Filter execution (1–4 ms) over 710 LULESH cycles.

Fig. 8.
figure 8

Many metrics can be projected from one run. Here we see (top to bottom) user CPU ticks, system CPU ticks, and bytes read during 710 cycles of 512 LULESH ranks distributed across 32 nodes.

When gathering only the simulation geometry, filter execution never exceeded 2ms per simulation cycle. We collected performance information for our projections by reading from the /proc/[pid] files of each rank. These readings were made from within the SOSflow filter, and published to SOSflow alongside the collected geometry. Collecting 31 system metrics and application counters added additional overhead, but the filter time but did not exceed 4ms for any of the projections shown in this paper. The filter’s execution time was logged as a performance metric alongside the other in situ performance data, and is visualized for LULESH in Fig. 7.

7 Conclusion

Services from both SOSflow and ALPINE were successfully integrated to provide a scalable in situ (online) geometry extraction and performance data projection capability.

7.1 Future Work

Workflows that use the ALPINE framework but have complex irregular meshes, feature overlapping “halo regions”, or that operate over non-continuous regions of space within a single process, may require additional effort to extract geometry from, depending on the organization of spatial descriptions they employ. ALPINE uses the Vtk-m [16] library for its operations over simulation mesh data. The addition of a general convex hull algorithm to Vtk-m will simplify the task of uniformly describing any spatial extent[s] being operated on by a process using ALPINE for its visualization pipeline.

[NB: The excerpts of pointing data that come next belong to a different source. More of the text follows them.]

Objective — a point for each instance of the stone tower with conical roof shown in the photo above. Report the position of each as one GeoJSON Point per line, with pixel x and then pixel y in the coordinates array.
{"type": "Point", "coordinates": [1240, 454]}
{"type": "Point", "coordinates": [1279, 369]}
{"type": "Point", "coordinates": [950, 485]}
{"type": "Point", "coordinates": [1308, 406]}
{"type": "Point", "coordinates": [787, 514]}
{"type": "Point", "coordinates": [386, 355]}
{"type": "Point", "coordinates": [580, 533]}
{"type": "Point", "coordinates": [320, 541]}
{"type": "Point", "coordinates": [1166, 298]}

The VisIt UI can be extended to support additional interactivity with the SOSflow runtime. UI elements to submit custom SQL queries to SOSflow would enhance the online data exploration utility of VisIt. SOSflow’s interactive code steering mechanisms allow for feedback messages and payloads to be delivered to subscribing applications at runtime. With some basic additions to the VisIt UI, these mechanisms could be triggered by a VisIt user based on what they observe in the performance projections, sending feedback to targeted workflow components from within the VisIt UI.

While the geometry capture and performance data projection in this initial work has a scalable in situ design, the final rendering of the performance data into an image takes place on a single node. Future iterations of this performance visualization work will explore the use of in situ visualization techniques currently employed to render scientific data from simulations [14]. These emerging in situ rendering technologies will allow for live views of performance data projected over simulation geometry at the furthest extreme scales to which our simulations are being pressed.